To understand the entire manufacturing process, the co-founders travelled extensively across the country, consulting doctors, ayurvedic practitioners and industry experts. They visited several facilities and networked extensively to procure the right machinery and resources. They studied a variety of factors, including harvest conditions, climate, and local price fluctuations.
It took us about eight months to a year to complete the process and set up our unit in Bengaluru. Even after almost four years of setting up the unit, there are daily challenges of sourcing, treating and culturing each plant, says Jagadeesh
According to Jagdish, this has helped Cosmix stand out in three key areas. The brand now prioritizes protein quality and invests in high-grade plant proteins such as pea proteins for premium product quality. Cosmix avoids artificial flavours and sweeteners and opts for natural ingredients like vanilla bean, cocoa powder and monk fruit.

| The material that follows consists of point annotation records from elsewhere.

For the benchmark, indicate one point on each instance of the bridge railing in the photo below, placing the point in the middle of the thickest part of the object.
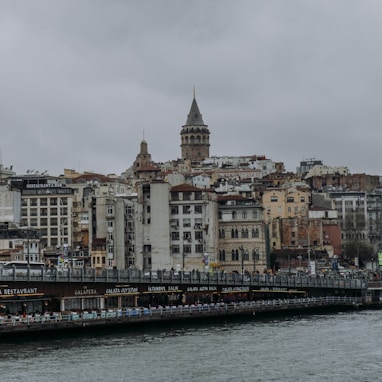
(180, 310)
(192, 278)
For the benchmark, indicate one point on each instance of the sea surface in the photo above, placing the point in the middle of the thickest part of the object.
(333, 347)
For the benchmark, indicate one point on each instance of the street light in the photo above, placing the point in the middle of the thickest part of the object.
(306, 228)
(255, 257)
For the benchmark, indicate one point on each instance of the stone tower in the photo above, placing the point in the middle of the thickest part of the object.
(143, 159)
(195, 136)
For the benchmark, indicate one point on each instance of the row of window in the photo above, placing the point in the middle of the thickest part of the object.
(187, 209)
(187, 235)
(242, 215)
(54, 211)
(244, 233)
(237, 256)
(35, 202)
(187, 248)
(44, 222)
(176, 196)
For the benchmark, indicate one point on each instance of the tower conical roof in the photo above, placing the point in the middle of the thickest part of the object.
(194, 117)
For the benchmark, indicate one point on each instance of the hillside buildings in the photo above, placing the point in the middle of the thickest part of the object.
(240, 214)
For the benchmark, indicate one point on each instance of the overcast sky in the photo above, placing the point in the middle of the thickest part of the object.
(83, 81)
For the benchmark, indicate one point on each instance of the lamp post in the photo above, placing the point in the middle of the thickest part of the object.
(255, 257)
(306, 228)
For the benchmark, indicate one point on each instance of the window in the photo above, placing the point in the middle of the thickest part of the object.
(198, 209)
(175, 235)
(255, 232)
(198, 195)
(198, 224)
(222, 255)
(174, 223)
(199, 248)
(198, 235)
(235, 255)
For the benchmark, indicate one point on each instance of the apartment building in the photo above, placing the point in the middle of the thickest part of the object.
(242, 234)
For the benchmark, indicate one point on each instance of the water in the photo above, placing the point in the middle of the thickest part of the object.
(334, 347)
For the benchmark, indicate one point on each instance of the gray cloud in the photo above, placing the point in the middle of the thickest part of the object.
(82, 81)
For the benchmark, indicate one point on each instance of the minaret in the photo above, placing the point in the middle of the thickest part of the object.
(143, 159)
(195, 136)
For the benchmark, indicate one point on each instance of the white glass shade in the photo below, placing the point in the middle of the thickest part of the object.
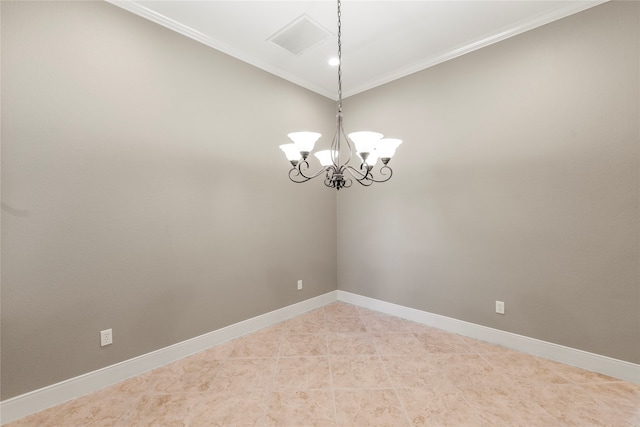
(372, 158)
(387, 147)
(365, 141)
(304, 140)
(291, 151)
(324, 157)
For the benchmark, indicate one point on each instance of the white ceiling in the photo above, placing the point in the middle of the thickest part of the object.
(381, 40)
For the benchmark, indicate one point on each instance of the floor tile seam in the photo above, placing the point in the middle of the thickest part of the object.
(333, 394)
(395, 391)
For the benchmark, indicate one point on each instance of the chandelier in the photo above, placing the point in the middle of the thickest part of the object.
(338, 173)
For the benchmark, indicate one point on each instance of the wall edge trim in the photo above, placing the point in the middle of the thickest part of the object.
(37, 400)
(616, 368)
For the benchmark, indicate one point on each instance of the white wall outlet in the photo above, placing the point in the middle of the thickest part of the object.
(106, 337)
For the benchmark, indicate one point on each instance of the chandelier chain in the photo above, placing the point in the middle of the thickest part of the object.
(335, 162)
(339, 57)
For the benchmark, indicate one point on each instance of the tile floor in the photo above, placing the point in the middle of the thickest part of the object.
(346, 366)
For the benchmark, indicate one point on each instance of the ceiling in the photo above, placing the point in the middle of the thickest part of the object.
(381, 40)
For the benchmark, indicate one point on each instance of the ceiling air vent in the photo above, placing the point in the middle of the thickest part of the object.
(301, 34)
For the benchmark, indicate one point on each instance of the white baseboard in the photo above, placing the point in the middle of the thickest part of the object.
(55, 394)
(582, 359)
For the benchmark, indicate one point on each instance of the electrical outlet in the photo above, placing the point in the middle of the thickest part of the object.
(106, 337)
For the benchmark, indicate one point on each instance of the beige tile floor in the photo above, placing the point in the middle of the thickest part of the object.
(346, 366)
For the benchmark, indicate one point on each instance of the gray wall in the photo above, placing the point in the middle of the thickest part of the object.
(518, 181)
(143, 190)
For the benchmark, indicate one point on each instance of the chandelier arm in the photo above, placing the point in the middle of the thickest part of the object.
(382, 172)
(363, 178)
(298, 171)
(336, 175)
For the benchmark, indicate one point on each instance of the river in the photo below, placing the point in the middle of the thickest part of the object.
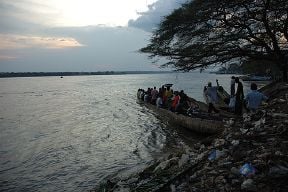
(71, 133)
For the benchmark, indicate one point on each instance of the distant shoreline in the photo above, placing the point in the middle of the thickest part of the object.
(62, 74)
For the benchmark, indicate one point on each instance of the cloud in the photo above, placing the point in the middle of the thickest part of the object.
(9, 41)
(7, 57)
(150, 19)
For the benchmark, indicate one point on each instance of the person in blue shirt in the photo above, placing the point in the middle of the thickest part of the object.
(254, 98)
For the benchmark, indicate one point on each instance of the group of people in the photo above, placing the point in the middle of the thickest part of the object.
(237, 100)
(178, 101)
(165, 97)
(251, 101)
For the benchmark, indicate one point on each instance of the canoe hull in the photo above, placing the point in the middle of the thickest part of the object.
(199, 125)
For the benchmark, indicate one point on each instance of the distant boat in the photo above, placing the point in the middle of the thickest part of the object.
(255, 78)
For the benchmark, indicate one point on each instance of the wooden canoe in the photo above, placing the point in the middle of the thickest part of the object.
(195, 124)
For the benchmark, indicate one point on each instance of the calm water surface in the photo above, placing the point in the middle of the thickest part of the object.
(69, 134)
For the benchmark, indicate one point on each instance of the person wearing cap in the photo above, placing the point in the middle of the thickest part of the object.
(254, 98)
(211, 94)
(239, 97)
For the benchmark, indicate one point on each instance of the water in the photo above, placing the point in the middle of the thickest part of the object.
(68, 134)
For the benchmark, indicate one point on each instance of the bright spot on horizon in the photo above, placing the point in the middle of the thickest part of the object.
(21, 41)
(84, 12)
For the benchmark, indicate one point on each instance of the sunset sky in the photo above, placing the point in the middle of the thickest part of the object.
(78, 35)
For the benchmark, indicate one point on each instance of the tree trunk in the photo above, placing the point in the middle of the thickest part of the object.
(284, 71)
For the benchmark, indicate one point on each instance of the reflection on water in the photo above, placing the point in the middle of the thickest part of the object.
(68, 134)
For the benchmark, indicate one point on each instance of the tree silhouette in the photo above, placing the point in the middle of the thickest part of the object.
(215, 32)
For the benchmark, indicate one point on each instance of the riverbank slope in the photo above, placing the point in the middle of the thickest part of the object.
(251, 154)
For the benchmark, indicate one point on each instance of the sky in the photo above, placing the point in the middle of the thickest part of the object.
(79, 35)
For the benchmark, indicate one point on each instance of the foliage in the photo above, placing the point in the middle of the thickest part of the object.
(215, 32)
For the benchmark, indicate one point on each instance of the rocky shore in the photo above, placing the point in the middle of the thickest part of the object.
(251, 154)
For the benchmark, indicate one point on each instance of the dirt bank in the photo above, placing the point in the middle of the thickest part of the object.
(251, 154)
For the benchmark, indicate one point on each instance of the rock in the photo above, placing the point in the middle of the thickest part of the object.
(183, 160)
(235, 142)
(219, 142)
(248, 185)
(278, 171)
(165, 164)
(173, 188)
(235, 171)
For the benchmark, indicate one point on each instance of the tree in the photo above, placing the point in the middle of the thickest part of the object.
(206, 33)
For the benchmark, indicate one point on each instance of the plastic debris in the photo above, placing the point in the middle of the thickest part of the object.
(247, 170)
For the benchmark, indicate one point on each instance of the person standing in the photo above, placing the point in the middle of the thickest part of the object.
(239, 97)
(232, 86)
(212, 98)
(254, 98)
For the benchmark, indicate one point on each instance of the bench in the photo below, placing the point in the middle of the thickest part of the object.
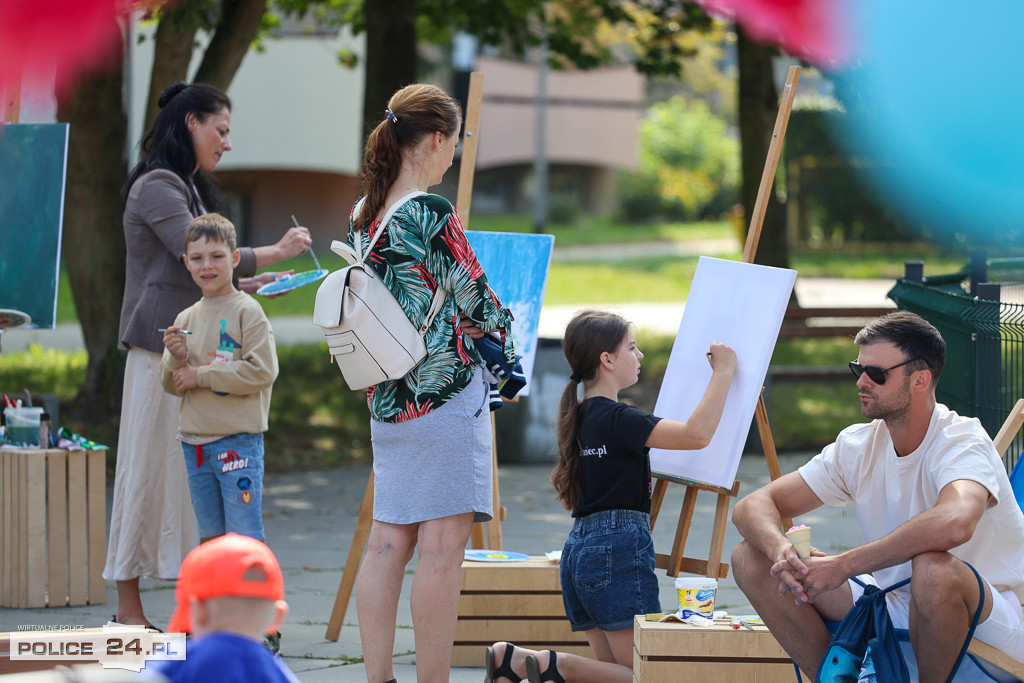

In addition, taking advantage of their herbalism expertise, they address digestive issues related to protein consumption by combining a proprietary plant blend to enhance digestive health.
"An artificial sweetener called stevia can cause intestinal problems with prolonged use. In our protein mixture, we replaced it with monk fruit. Many other brands have followed suit. However, it is our manufacturing process that sets us apart, "he added.
The journey ahead for Cosmic Wellness
The D2C Wellness brand is committed to educating and empowering consumers. Looking to FY25, the startup plans to develop new products, focus on R & D, and build a strong team to support growth initiatives.
A key milestone of FY25 is establishing a global presence, which includes the launch of a new section on our website dedicated to education. Titled Learn, the section will showcase informative content like Mythbusters, a glossary section, and more, "Jagdish added.
The startup aims to reach a revenue target of Rs 75 crore in FY25. To achieve this, they plan to emphasize their key selling points through targeted marketing campaigns, highlighting the benefits of their products compared to others in the market.
Going forward, the growth of Cosmix Wellness in the Indian plant protein market is expected to reach $1.21 billion by 2029 from the current $900 million, as per a report by Modar Intelligence.